Dataspace 7: A Low-Level Encoding

Prelude:
Dataspace 0: Those Memex Dreams Again
Dataspace 1: In Search of a Data Model
Dataspace 2: Revenge of the Data Model
Dataspace 3: It Came From The S-Expressions
Dataspace 4: The Term-inator

I want a Memex. Roughly, I want some kind of personal but shareable information desktop where I can enter very small pieces of data, cluster them into large chunks of data, and – most importantly – point to any of these small pieces of data from any of these chunks.

‘Pointable data’ needs a data model. The data model that I am currently exploring is what I call term-expressions (or T-expressions): a modified S-expression syntax and semantics that allows a list to end with (or even simply be, with no preceding list) a logical term in the Prolog sense.

Up till now we’ve been looking at term-expressions as a thin layer over S-expressions (ie, one reserved symbol, the term marker), and assuming that at a machine level they will use a Lisplike cons cell structure (ie, linked lists).
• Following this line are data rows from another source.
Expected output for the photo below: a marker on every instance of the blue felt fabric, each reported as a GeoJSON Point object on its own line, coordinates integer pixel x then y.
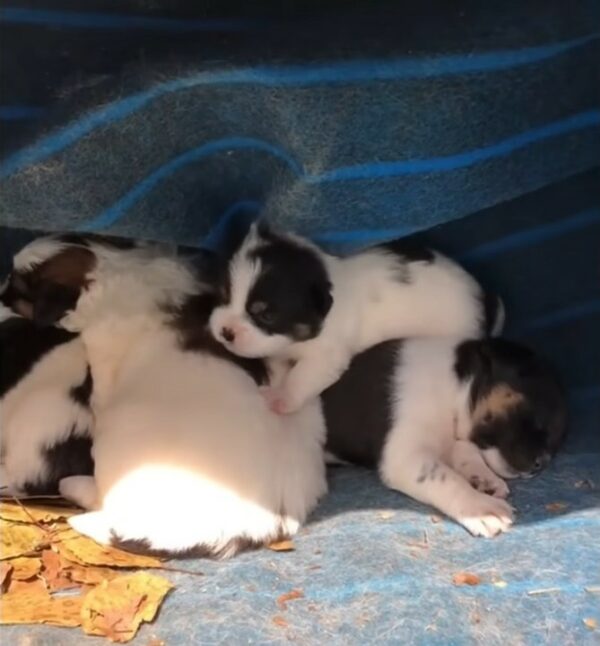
{"type": "Point", "coordinates": [475, 124]}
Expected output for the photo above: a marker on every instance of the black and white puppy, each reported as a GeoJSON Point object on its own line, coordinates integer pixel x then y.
{"type": "Point", "coordinates": [285, 299]}
{"type": "Point", "coordinates": [446, 422]}
{"type": "Point", "coordinates": [188, 457]}
{"type": "Point", "coordinates": [45, 417]}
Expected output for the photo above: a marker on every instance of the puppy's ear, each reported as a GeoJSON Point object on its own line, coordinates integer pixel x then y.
{"type": "Point", "coordinates": [322, 298]}
{"type": "Point", "coordinates": [52, 301]}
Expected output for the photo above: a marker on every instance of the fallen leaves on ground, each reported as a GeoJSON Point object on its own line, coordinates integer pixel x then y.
{"type": "Point", "coordinates": [282, 546]}
{"type": "Point", "coordinates": [83, 550]}
{"type": "Point", "coordinates": [5, 572]}
{"type": "Point", "coordinates": [40, 554]}
{"type": "Point", "coordinates": [288, 596]}
{"type": "Point", "coordinates": [466, 578]}
{"type": "Point", "coordinates": [38, 513]}
{"type": "Point", "coordinates": [24, 567]}
{"type": "Point", "coordinates": [116, 609]}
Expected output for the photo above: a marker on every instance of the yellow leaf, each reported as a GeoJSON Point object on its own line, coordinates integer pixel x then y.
{"type": "Point", "coordinates": [84, 551]}
{"type": "Point", "coordinates": [116, 609]}
{"type": "Point", "coordinates": [30, 603]}
{"type": "Point", "coordinates": [25, 567]}
{"type": "Point", "coordinates": [282, 546]}
{"type": "Point", "coordinates": [17, 540]}
{"type": "Point", "coordinates": [34, 513]}
{"type": "Point", "coordinates": [90, 574]}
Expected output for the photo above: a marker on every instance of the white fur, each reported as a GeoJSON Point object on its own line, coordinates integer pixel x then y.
{"type": "Point", "coordinates": [428, 454]}
{"type": "Point", "coordinates": [371, 304]}
{"type": "Point", "coordinates": [186, 450]}
{"type": "Point", "coordinates": [39, 412]}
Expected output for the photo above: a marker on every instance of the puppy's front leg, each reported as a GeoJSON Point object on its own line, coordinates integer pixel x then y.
{"type": "Point", "coordinates": [306, 380]}
{"type": "Point", "coordinates": [422, 475]}
{"type": "Point", "coordinates": [467, 460]}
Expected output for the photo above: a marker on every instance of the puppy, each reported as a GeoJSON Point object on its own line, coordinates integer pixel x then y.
{"type": "Point", "coordinates": [188, 458]}
{"type": "Point", "coordinates": [45, 418]}
{"type": "Point", "coordinates": [446, 422]}
{"type": "Point", "coordinates": [285, 299]}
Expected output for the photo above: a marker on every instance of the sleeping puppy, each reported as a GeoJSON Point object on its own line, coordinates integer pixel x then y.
{"type": "Point", "coordinates": [189, 460]}
{"type": "Point", "coordinates": [447, 422]}
{"type": "Point", "coordinates": [45, 418]}
{"type": "Point", "coordinates": [285, 299]}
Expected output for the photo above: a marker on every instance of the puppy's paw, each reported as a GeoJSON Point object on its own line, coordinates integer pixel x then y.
{"type": "Point", "coordinates": [492, 486]}
{"type": "Point", "coordinates": [486, 515]}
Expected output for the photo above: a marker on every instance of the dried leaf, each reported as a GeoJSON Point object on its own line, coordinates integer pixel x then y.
{"type": "Point", "coordinates": [30, 603]}
{"type": "Point", "coordinates": [288, 596]}
{"type": "Point", "coordinates": [25, 512]}
{"type": "Point", "coordinates": [116, 609]}
{"type": "Point", "coordinates": [18, 540]}
{"type": "Point", "coordinates": [25, 567]}
{"type": "Point", "coordinates": [5, 572]}
{"type": "Point", "coordinates": [84, 551]}
{"type": "Point", "coordinates": [465, 578]}
{"type": "Point", "coordinates": [282, 546]}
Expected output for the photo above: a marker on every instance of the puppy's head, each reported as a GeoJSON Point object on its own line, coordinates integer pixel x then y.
{"type": "Point", "coordinates": [519, 411]}
{"type": "Point", "coordinates": [275, 291]}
The architecture of PicoLisp makes a good argument for using cons cells as the only method of storage, as it simplifies memory management, and simplicity may be more important for reliability and security than raw performance.

But if we wanted, we could have quite a dense encoding for term-expressions, based on the old Lisp Machine tricks of CDR coding and tagged pointers. This means we could map term-expressions directly onto sequences of memory cells.

With 32-bit cells that store memory pointers, the cells have to be aligned on 4-byte boundaries, so the lower two bits can be used for tags. With 64-bit cells, three tag bits are available.

We could use one bit to indicate the presence or absence of a term marker, which means using terms as a type code for a block of memory only takes one extra cell.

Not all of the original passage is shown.